Não dá para condenar o ato do governo Trump. Houve eleição recente na Venezuela. Observadores da OEA e de diversos governos — inclusive do PT — estiveram em Caracas e atestaram que houve, sim, muita fraude. O assunto acabou abafado pela fábrica de propaganda petista-bolivariana. Maduro assumiu o poder, enquanto Maria Corina e outros opositores foram covardemente perseguidos. A ONU, à época, ensaiou um muxoxo e nada fez. Enquanto isso, as crises migratórias explodiram nas fronteiras e as críticas ao regime se acumularam.

Talvez o mais importante agora seja conduzir uma transição com cuidado, dado o estrago deixado pelo bolivarianismo. O que se comenta é que Maria Corina, por enquanto, estaria fora dos planos. Com base em quê? O mesmo se diz sobre Edmundo González Urrutia. Colocar um vice de Maduro no comando é trocar seis por meia dúzia.

A história mostra que nem sempre disciplinas dos EUA são bem conduzidas no “day after”. Basta lembrar Bagdá após a queda de Saddam Hussein, o Afeganistão após a retirada do Talibã, ou a Líbia depois de Kadafi. Os exemplos se acumularam. O desafio na Venezuela é ainda maior: uma sociedade destruída, corroída pela corrupção e pelo populismo. Essa é uma grande incógnita. Não será fácil reconstruir um país em terra arrasada. Uma transição mal feita apenas agravaria o problema. Será necessária uma costura extremamente cuidadosa. As Forças Armadas seguem homologadas a Maduro, o Judiciário está integralmente cooptado, e o Congresso, em grande parte, também. Não será simples. Por isso, é precipitado a exigência de legitimidade imediata para a oposição.
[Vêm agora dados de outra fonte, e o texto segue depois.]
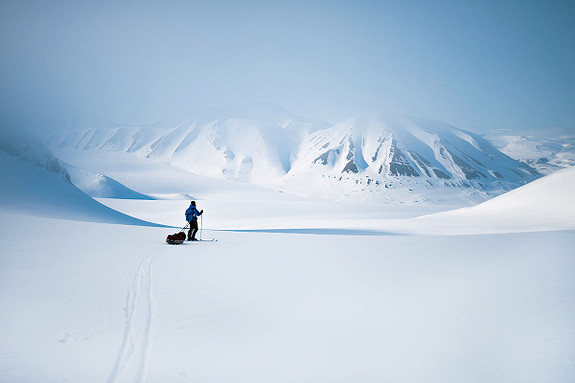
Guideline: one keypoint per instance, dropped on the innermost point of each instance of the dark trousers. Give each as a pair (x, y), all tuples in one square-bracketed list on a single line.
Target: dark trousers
[(193, 229)]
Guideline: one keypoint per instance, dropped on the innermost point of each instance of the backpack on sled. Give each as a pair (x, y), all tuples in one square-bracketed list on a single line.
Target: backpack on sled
[(176, 239)]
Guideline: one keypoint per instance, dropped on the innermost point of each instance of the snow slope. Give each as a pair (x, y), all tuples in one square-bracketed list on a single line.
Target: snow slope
[(397, 156), (310, 290), (377, 157), (32, 181), (547, 153), (257, 307), (101, 186), (545, 204)]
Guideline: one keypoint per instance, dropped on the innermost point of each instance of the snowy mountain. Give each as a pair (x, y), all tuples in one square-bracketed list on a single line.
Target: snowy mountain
[(546, 154), (380, 157), (101, 186), (387, 154), (35, 182), (253, 143)]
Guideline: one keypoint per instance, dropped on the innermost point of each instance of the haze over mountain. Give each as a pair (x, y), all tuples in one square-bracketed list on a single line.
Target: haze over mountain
[(382, 157)]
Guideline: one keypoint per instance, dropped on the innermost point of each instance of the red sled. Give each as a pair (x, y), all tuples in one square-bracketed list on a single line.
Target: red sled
[(176, 239)]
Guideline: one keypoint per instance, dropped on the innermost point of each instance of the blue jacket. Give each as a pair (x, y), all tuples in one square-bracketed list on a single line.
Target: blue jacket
[(192, 213)]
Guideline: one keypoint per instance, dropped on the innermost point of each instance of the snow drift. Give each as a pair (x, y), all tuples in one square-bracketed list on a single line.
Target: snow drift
[(379, 157), (34, 182)]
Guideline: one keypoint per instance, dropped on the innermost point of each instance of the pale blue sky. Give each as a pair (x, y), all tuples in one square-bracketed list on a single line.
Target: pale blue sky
[(476, 64)]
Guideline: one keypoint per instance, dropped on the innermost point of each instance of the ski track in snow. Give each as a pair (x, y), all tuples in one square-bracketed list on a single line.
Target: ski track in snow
[(132, 361)]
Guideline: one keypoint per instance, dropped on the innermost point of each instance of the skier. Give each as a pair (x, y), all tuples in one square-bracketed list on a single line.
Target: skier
[(192, 214)]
Ainda assim, não gosto do formato dessa transição. O regime boliviano, com toda a sua corrupção, continua de pé. Parece mais um tiro n’água de Trump. A transição tende a ficar incompleta. Por que não aceitaram Maria Corina ou Edmundo González Urrutia? Simples: porque pessoas honestas e íntegras não aceitariam a ingerência que Trump pretende exercer sobre a Venezuela. Apenas os corruptos aceitaram.
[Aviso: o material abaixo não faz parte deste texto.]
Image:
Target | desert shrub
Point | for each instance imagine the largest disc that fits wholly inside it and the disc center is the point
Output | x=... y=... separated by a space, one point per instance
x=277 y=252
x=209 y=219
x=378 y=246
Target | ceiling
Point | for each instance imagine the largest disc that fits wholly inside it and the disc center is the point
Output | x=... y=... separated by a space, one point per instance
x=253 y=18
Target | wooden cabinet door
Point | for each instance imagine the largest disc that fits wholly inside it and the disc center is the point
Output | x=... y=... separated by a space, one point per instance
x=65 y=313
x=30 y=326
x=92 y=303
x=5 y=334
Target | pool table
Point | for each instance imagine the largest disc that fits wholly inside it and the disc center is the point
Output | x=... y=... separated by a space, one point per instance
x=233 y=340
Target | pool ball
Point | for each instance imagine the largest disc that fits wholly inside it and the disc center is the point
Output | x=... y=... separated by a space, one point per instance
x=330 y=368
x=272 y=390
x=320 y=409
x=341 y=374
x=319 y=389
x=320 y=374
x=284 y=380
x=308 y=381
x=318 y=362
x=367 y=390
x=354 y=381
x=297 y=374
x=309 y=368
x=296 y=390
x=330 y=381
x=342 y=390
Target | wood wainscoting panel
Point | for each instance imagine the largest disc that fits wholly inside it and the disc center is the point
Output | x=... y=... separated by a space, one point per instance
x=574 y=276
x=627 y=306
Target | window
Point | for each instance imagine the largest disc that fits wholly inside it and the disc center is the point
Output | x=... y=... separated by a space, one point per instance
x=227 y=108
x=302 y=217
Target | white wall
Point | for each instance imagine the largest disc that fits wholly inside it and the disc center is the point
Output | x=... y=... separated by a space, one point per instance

Sobre a invasão da Venezuela, o que se diz é que a motivação não teria sido o petróleo, mas o “ouro azul”. Ao sul do rio Orinoco está o chamado Arco Mineiro. Durante uma década, essa região trabalhou como um buraco negro, onde o Cartel dos Sóis e entidades chinesas extraíram ilegalmente coltan (nióbio-tântalo) e tório — minerais essenciais para a eletrônica moderna. A ofensiva dos EUA teve de cortar a linha de fornecimento ilícita mais crítica de Pequim no Ocidente.

Há ainda uma parceria pesada da Venezuela com China, Irã, Rússia e outros países do chamado “eixo do mal”. O movimento de Trump buscou, essencialmente, romper essa conexão.

No mercado de petróleo, a Venezuela detém a segunda maior reserva do mundo, mas responde por apenas 0,1% da produção global. Por quê? Simplesmente porque não houve investimentos na ampliação da capacidade produtiva. A PDVSA sempre foi instrumentalizada politicamente, com recursos desviados para plutocratas do regime. Agora, a empresa precisa voltar a ser eficiente e investir em produção.